Later in the course I have to make a reality check and confess that not all receptors are proteins: while olfactory and taste receptors and rhodopsin in the retina are all proteins, there are a number of sensory receptors [R for diagrammatic cartoon] in the skin which are not.  They each have different somewhat overlapping functions and are named for their discoverers.
  • Meissner's or tactile corpuscles consist of a single raw, unmyelinated neuron embedded in layers of supportive cells and connective tissue that are exquisitely sensitive to light touch, they are concentrated on the pads of the fingers and on the lips. They allow you to feel and be annoyed by the least particle of sand in your beach-picnic ham sandwich. You have about 4x more of them at menarche than you do at menopause (blokes ditto for equivalent ages). So I guess snogging isn't so much fun as you get older.
  • Merkel's Disks are found, like Meissner's, where the dermis meets the epidermis especially the furry parts of the skin. They are sensitive to low frequency vibrations.

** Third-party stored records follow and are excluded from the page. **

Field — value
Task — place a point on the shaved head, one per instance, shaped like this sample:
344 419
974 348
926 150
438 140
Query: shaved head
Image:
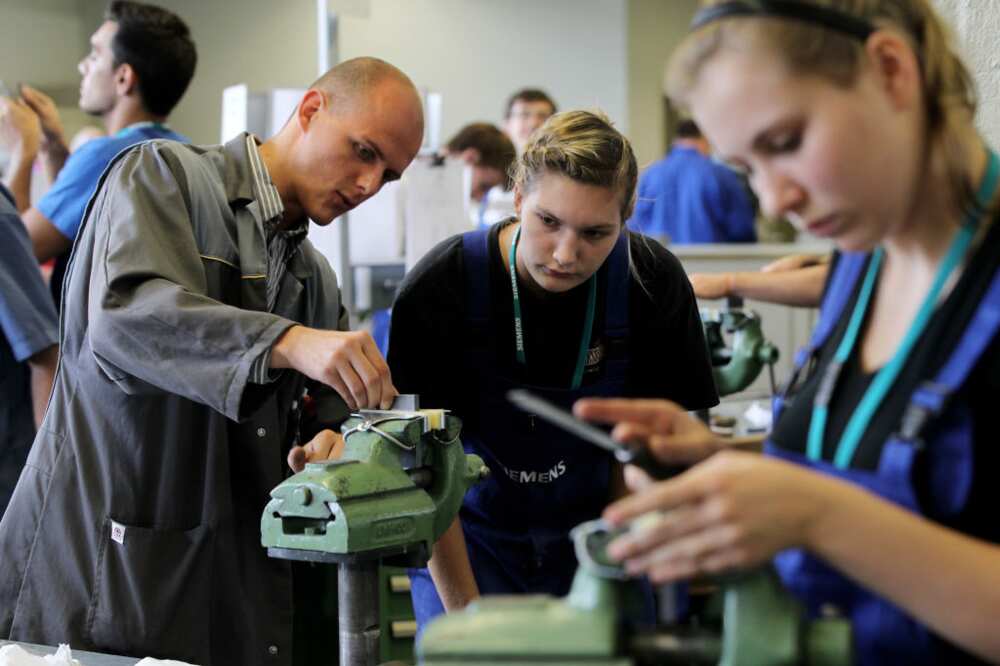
356 128
353 80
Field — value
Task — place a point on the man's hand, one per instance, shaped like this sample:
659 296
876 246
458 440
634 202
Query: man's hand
793 262
712 285
326 445
20 128
48 116
346 361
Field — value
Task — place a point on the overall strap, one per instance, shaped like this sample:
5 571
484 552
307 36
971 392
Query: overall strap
840 287
838 293
476 255
616 300
931 397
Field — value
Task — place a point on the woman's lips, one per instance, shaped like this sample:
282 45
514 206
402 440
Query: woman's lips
824 226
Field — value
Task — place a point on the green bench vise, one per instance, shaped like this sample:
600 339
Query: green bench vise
760 625
395 490
737 365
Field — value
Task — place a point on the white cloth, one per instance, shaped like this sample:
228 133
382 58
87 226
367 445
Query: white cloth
15 655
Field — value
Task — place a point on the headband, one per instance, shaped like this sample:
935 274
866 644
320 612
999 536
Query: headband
826 17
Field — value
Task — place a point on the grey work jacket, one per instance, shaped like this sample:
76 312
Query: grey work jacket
135 526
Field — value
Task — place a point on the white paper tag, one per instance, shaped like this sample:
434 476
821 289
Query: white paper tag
117 532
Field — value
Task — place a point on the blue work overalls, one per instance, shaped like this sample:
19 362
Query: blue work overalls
933 425
542 481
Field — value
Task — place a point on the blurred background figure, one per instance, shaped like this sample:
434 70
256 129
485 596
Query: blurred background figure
28 349
527 109
488 153
689 198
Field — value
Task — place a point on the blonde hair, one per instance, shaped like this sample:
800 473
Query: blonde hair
585 147
811 49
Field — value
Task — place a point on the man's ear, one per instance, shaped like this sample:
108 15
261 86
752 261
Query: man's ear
470 156
312 103
126 81
896 67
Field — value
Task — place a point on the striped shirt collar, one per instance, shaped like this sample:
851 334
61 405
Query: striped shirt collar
271 208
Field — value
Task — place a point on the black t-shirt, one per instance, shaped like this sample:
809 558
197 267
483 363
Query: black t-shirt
666 344
927 357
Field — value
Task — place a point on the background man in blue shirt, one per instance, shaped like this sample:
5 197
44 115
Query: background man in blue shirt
140 63
689 198
28 350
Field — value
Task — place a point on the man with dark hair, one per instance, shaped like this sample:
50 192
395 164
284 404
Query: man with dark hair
140 63
201 315
488 153
526 110
28 351
689 198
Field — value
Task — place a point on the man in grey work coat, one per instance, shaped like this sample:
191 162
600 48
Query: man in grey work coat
195 315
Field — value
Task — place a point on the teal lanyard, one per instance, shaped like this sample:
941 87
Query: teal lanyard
588 323
884 379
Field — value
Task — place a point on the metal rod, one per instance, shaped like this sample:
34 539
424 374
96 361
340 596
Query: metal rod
358 609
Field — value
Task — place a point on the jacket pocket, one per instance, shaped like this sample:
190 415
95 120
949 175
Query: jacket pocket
152 592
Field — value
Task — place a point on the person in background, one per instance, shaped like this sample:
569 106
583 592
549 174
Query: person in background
877 498
140 63
28 349
562 299
797 280
689 198
488 153
527 109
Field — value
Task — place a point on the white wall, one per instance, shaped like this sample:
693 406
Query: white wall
977 25
655 27
476 52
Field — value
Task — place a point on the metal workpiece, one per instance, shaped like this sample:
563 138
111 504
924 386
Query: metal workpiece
736 364
358 601
397 487
394 491
760 625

  • Pacinian or lamellar corpuscles are located deeper in the dermis and look like 1mm-sized onions with the central neuron surrounded by layer upon layer of connective tissue. They are sensitive to vibration and pressure and help us pick up eggs - where just the right amount of pressure is needed to prevent either crushing or dropping. With their help you achieve this on a daily basis without the least conscious thought.
  • Ruffini or bulbous corpuscles are located deeper than M&Ms but not as far buried as Pacinian, they are located particularly around the finger-nails and are sensitive to skin stretch and joint bending.Their structure is rather different from Pacinian corpuscles with more, subdivided, neuron and less surrounding connective tissue. They are thus also important in getting just enough muscle activity to hold things and move them from one place to another. They are also sensitive to heat.
Who dey?
Georg Meissner (1829-1905) anatomist from U Göttingen;
Friedrich Merkel (1845-1919) also U Göttingen;
Filippo Pacini (1812-1883) anatomist U Firenze;
Angelo Ruffini (1864-1929) embryologist from U Siena.
If they were women I'd write more about each one.